Nel romanzo domina la figura di Bonifacio VIII: sembra la degna controparte del Re di Francia, altrettanto spregiudicato contro nobili romani, inviati francesi e Poveri eremiti… Per dire, il duecentesimo Papa nella storia della Chiesa indice il Giubileo solo alla fine del romanzo.
«L’indizione del primo giubileo fu per qualche tempo una spina nel fianco di Bonifacio VIII che per sua natura era un giurista e cercò per mesi dei precedenti giubilari risalenti al 1200, un secolo prima, ma trovò solo le vaghe testimonianze di alcuni centenari che asserivano di aver partecipato all’evento in compagnia dei genitori. L’unico precedente era la perdonanza annuale concessa da Celestino V ai pellegrini che avessero visitato la basilica aquilana di Collemaggio nel giorno della propria incoronazione; perdonanza che Bonifacio si era affrettato a cancellare nei primissimi tempi della propria elezione. Del resto gli occorreva creare un evento che mostrasse a re e sudditi cristiani che solo lui, il Papa, poteva concedere la remissione dei peccati, e dunque il Paradiso, mostrandosi così superiore ai monarchi terreni. Ma la vera spinta la diedero i pellegrini che cominciarono ad affluire a Roma dal 1299, richiamati da una promessa di perdono che nessuno aveva ancora fatto. Bonifacio in qualche modo fu spinto a indire il primo giubileo tanto dalla propria ambizione politica, quanto dall’anelito di sacralità e di perdono che saliva dal basso e che in qualche modo doveva essere disciplinato dalla Chiesa».
Chiudiamo allora con l’ultima considerazione che viene leggendo il libro: è un racconto anche dal punto di vista di una commenda Templare.

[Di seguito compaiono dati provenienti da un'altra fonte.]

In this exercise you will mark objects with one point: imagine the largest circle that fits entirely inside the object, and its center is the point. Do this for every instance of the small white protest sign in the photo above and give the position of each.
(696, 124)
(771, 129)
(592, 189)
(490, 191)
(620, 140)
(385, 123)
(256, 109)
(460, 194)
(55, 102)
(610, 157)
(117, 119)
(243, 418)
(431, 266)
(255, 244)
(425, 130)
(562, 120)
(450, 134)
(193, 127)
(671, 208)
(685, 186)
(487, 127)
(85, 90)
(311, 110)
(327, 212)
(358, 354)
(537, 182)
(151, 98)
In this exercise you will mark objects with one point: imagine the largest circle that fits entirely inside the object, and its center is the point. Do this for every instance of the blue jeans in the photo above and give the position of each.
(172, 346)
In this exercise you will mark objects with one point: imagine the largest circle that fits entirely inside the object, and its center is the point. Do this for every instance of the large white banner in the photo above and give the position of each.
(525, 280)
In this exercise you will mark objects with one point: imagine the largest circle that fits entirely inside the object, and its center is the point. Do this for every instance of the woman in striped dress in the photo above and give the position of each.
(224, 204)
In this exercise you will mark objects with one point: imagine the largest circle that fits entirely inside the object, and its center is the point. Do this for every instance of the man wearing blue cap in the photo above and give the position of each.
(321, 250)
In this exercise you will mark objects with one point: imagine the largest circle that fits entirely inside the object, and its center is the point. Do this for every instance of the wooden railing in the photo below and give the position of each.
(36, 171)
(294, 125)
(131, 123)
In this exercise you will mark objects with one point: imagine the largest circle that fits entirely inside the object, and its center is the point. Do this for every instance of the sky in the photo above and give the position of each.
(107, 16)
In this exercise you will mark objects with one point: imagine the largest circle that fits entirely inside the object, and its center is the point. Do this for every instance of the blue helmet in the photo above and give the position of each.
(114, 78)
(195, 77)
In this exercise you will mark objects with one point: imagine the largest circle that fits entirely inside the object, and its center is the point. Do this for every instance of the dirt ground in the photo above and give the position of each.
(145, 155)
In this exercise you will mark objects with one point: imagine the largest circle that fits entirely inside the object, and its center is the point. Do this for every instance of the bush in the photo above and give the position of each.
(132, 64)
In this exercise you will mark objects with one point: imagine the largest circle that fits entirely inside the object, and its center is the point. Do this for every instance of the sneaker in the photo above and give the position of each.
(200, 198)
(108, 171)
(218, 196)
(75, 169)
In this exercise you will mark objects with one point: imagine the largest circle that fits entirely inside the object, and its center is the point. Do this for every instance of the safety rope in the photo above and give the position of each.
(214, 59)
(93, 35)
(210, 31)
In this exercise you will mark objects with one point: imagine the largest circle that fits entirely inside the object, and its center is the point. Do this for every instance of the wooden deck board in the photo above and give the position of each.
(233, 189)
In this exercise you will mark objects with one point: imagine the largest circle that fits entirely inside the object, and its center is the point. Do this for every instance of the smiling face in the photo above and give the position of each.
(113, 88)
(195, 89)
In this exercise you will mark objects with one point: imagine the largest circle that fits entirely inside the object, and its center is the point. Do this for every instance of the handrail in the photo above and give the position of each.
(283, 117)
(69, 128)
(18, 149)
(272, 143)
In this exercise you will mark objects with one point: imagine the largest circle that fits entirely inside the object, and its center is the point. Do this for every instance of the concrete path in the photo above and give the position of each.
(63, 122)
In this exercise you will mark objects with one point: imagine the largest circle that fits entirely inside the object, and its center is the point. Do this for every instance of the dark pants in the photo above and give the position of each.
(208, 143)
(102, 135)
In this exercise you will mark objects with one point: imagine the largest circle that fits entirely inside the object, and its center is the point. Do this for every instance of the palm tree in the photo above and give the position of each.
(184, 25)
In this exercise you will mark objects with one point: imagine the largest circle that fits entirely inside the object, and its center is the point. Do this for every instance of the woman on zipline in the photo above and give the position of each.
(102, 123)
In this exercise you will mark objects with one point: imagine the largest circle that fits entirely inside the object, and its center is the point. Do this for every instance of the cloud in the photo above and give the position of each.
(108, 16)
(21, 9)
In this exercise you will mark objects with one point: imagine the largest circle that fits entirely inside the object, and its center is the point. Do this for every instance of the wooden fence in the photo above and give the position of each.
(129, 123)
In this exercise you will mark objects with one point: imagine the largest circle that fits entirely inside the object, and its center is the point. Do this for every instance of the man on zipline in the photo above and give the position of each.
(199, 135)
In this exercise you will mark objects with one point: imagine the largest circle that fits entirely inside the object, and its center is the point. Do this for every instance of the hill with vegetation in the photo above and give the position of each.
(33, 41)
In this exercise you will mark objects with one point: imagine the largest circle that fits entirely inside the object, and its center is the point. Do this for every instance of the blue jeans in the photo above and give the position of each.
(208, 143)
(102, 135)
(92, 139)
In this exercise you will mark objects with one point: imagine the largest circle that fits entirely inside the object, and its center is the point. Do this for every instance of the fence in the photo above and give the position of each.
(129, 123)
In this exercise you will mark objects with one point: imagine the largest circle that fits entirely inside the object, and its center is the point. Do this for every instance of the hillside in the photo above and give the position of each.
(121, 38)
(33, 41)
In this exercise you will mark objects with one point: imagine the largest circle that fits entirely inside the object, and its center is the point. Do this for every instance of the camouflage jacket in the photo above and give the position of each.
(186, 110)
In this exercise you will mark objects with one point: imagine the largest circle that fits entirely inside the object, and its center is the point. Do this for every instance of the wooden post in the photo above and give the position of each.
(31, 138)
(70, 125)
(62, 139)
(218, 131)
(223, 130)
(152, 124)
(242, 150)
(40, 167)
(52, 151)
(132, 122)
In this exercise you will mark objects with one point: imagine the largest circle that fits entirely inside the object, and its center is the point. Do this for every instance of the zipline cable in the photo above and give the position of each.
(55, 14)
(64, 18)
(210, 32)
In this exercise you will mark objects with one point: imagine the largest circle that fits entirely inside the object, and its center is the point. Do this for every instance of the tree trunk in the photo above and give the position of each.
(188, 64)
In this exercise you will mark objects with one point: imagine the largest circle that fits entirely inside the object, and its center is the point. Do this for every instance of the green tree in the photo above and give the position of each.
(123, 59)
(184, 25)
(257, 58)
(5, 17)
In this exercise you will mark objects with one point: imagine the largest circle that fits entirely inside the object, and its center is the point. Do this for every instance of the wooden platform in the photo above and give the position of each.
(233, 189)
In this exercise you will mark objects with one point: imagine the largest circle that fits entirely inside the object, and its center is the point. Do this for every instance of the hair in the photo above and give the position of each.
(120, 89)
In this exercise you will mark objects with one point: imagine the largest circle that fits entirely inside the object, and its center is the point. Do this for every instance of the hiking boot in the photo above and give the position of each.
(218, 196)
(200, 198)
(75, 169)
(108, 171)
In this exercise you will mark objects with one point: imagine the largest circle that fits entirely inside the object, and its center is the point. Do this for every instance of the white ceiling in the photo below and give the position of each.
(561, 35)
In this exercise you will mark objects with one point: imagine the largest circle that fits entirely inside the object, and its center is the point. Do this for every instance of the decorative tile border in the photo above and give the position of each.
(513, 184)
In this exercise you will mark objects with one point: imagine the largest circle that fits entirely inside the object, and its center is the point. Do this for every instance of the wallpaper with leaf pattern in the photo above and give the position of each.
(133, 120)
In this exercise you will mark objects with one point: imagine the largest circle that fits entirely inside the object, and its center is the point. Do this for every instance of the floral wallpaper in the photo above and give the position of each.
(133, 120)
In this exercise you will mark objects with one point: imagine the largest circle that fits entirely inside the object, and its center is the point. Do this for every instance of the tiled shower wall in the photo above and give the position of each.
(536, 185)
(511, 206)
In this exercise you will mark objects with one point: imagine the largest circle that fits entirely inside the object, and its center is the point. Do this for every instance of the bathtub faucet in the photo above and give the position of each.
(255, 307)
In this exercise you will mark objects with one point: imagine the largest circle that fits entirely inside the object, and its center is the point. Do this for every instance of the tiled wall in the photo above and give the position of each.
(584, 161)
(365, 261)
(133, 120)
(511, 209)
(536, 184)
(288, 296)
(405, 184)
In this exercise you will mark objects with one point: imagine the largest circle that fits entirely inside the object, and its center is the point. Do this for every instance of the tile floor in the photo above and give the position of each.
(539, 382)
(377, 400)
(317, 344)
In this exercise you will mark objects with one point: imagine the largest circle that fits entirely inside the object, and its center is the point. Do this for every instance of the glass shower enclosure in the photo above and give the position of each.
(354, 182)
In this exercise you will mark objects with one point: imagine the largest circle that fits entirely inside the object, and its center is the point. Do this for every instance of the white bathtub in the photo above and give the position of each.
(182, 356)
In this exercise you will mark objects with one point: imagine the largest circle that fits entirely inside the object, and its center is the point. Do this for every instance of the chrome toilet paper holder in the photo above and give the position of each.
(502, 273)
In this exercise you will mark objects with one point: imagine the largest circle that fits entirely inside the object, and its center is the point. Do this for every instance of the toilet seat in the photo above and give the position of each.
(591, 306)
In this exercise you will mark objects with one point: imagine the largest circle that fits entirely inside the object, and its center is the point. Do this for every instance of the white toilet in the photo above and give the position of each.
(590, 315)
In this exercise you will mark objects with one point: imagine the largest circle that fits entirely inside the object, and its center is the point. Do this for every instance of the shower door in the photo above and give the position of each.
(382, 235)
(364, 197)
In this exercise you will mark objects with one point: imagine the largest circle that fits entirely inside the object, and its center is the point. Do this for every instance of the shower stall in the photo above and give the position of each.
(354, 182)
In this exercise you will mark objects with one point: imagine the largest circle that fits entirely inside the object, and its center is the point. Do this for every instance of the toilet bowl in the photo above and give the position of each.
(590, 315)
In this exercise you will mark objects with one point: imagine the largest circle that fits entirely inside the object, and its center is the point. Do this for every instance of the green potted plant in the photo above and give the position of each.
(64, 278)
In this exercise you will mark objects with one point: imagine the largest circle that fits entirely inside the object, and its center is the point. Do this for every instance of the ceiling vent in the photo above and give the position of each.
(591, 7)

L’Ordine aveva reclutato nel tempo molti scomunicati tra cui spergiuri, rapitori, sacrileghi e perfino omicidi. Ma qui i protagonisti sembrano alzare il livello della storia. Come mai la scelta di questo punto d’osservazione e perché scegliere un ordine destinato a scomparire tra mille polemiche solo qualche anno dopo?
«È vero, a volte nelle commende templari trovarono ricovero uomini di non specchiata onestà, anche omicidi. Questi furono accettati purché pentiti dei peccati commessi e disposti a costituire una sorta di legione straniera da inviare in Oriente; ma poco dopo in Terra Santa le cose cominciarono a non andar bene per i cristiani e molti di questi templari rientrarono nei domini dell’Ordine amministrando alcune commende in maniera non sempre … commendevole!
Ho scelto di raccontare anche i templari perché la tragica fine dell’Ordine, avvenuta appena qualche anno dopo i fatti che narro nel romanzo, ha sempre acceso la fantasia dei lettori. E, prima che il maestro generale De Molay e il priore di Normandia De Charnay finiscano ingiustamente sul rogo, sogno di raccontarne altre avventure: poiché non c’è dubbio che la loro storia, proprio come la nostra, è sempre piena di sorprese».